Question

find the point(s) of intersection (if any) of the plane and the line. 2x + 3y=-5, (x - 1)/4=y/2=(z - 3)/6. determine whether the line lies in the plane. the line select lie in the plane. (x,y,z)=( )

Explanation:

Step1: Write the parametric equations of the line

The symmetric - form of the line is given by $\frac{x - 1}{4}=\frac{y}{2}=\frac{z - 3}{6}=t$. Then $x=4t + 1$, $y = 2t$, $z=6t+3$.

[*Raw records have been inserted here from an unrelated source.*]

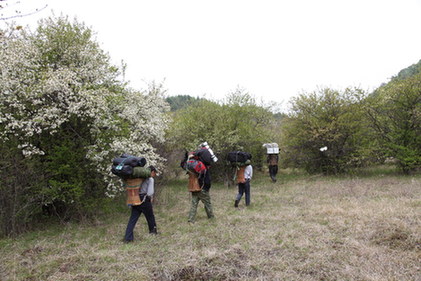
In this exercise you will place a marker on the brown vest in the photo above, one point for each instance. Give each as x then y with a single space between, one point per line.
132 189
240 175
193 183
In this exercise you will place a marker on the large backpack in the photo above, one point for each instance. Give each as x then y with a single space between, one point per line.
195 166
204 156
123 166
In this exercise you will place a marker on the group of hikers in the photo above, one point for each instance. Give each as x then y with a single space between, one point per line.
140 189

Step2: Substitute the parametric equations into the plane equation

The plane equation is $2x + 3y=-5$. Substitute $x = 4t+1$ and $y = 2t$ into it:
\[

$$\begin{align*} 2(4t + 1)+3(2t)&=-5\\ 8t+2 + 6t&=-5\\ 14t&=-7\\ t&=-\frac{1}{2} \end{align*}$$

\]

Step3: Find the coordinates of the intersection point

Substitute $t =-\frac{1}{2}$ into the parametric equations of the line.
$x=4\times(-\frac{1}{2})+1=-2 + 1=-1$.
$y=2\times(-\frac{1}{2})=-1$.
$z=6\times(-\frac{1}{2})+3=-3 + 3=0$.

To check if the line lies in the plane, we need to verify if all points on the line satisfy the plane equation. Since we have found a single - point of intersection, the line does not lie in the plane.

Answer:

$(x,y,z)=(-1,-1,0)$; The line does not lie in the plane.